The researchers at the Stowers Institute for Medical Research revealed new insight into the organization of complicated and dynamic protein networks. To serve the purpose they have applied a mathematical method to large proteomics data sets. Their respective research was published in the Nature Publishing Group’s Scientific Reports. The study focuses on the biological networks of two proteins,
- INO80 in the yeast cerevisiae
- Sin3 in a human cell line
The advanced mathematical approach used for the study is known as topological data analysis (TDA). It is a general method for analyzing highly multi-dimensional data sets. The researchers also compared TDA with other methods used for analyzing protein interaction data. They found that TDA allows assessing a larger number of proteins and their connections. Moreover, it provides with an expanded view of the network.
Proteins are the basic structural and functional components of cells and tissues. They work with partners in networks and carry out many biological functions. The proteins interact with different partners at different times and in different cellular environments. Thus, they give rise to dynamic networks that are a challenge for the scientists who study them.
According to the researchers, a change in one part of the network impacts not just that component but surrounding ones as well.
What did the researchers do?
For the INO80 network study, the genes encoding components of the INO80 chromatin remodeling complex were deleted from the genome. Afterward, the researchers isolated the protein complexes. On the other hand, in the Sin3 network study, they reanalyzed prior data which demonstrated the disruption of the human Sin3 network with a histone deacetylase inhibitor. Note this inhibitor is associated with the anticancer activity.

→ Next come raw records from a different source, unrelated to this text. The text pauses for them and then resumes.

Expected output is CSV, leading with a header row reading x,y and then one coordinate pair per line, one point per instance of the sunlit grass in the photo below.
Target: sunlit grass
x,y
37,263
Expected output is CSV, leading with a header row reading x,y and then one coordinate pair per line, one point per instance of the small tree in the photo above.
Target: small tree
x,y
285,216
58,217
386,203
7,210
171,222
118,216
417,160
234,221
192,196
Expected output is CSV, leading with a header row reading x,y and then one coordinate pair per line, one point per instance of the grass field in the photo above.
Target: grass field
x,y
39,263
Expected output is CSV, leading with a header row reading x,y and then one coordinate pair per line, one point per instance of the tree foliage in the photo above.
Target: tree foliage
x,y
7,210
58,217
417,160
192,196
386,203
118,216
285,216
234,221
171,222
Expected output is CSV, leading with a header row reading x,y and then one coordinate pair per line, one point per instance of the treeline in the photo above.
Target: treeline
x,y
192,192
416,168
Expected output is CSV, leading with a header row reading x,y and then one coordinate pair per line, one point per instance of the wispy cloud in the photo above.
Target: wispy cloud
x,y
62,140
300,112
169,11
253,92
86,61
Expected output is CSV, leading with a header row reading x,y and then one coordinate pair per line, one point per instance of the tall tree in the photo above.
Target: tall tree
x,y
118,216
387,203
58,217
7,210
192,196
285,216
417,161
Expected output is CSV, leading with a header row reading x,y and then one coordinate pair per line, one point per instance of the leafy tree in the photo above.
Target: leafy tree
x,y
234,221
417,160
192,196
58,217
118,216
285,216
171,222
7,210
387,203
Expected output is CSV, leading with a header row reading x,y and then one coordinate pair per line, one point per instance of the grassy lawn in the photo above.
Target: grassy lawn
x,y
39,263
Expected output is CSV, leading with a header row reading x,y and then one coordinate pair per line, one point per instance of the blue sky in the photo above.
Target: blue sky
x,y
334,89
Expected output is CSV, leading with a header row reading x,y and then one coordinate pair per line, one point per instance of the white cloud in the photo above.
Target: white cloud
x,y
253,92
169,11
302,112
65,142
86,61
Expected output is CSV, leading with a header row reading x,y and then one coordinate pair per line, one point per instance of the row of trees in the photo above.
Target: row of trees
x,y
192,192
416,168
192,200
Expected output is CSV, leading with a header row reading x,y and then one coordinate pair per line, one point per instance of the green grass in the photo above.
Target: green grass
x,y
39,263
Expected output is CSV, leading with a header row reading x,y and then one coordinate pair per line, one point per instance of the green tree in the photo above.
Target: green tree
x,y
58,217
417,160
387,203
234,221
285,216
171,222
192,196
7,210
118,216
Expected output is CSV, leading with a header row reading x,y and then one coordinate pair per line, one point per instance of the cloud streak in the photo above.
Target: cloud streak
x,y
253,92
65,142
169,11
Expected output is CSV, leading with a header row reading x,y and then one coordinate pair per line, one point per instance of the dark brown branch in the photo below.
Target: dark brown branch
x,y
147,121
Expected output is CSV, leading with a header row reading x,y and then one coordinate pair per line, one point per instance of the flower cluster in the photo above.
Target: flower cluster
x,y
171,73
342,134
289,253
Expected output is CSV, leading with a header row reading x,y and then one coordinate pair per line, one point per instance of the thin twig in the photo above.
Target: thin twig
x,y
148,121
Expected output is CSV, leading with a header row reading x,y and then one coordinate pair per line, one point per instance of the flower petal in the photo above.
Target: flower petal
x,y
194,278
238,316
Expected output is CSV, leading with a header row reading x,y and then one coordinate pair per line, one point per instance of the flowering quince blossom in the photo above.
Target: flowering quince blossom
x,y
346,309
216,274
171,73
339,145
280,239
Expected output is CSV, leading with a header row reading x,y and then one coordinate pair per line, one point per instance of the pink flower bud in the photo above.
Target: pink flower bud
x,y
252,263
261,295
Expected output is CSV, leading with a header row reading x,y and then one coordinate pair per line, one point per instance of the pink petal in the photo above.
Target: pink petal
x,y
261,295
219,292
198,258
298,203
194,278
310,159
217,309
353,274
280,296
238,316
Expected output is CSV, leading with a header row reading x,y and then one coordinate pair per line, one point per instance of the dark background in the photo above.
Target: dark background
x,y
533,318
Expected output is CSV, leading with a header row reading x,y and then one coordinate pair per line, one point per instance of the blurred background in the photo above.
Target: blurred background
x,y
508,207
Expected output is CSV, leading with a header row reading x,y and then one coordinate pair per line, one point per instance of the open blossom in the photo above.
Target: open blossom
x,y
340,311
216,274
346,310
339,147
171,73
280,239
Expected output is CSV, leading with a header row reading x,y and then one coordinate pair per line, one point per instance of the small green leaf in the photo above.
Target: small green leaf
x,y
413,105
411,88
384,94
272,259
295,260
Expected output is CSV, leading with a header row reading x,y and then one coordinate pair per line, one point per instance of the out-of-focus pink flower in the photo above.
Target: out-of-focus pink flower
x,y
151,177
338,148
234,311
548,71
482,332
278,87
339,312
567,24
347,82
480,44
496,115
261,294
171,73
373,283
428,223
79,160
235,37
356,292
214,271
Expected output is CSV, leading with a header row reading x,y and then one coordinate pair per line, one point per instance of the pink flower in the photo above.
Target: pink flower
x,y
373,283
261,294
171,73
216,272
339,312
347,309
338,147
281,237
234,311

Both of the studies reported the identification of the topological network modules (TNMs) made up of proteins with shared properties, found in particular locations in networks. The findings of the research give an insight into the networks as they identify modules comprising of proteins from particular categories. These may include,
- Proteins within a complex
- Proteins with shared biological functions
- Proteins disrupted across networks
Identification of TNMs can be beneficial for the study of diseases like cancer, where protein interaction networks are altered due to chemotherapies or the disease itself. According to the research experts, understanding the proteins, their neighborhoods, and their travels, provide an insight into a wide range of biological functions, including drug resistance and the effect of cancer mutations.
TDA is a speedy and proficient way of interpreting complicated data sets. There isn’t much data out there on the disrupted or agitated protein interaction networks. Most of the research studies focus on static networks. In fact, a perturbed system is a source of learning how it works as a dynamic network.
An advanced mathematical approach called topological data analysis (TDA) allows a better understanding of proteins in their dynamic world. Moreover, the research reveals that how does disrupting the parts of the protein networks affects their interactions and networking. Additionally, the research provided an expanded view of cascading interactions across the larger network and identified new areas of biological networks to explore.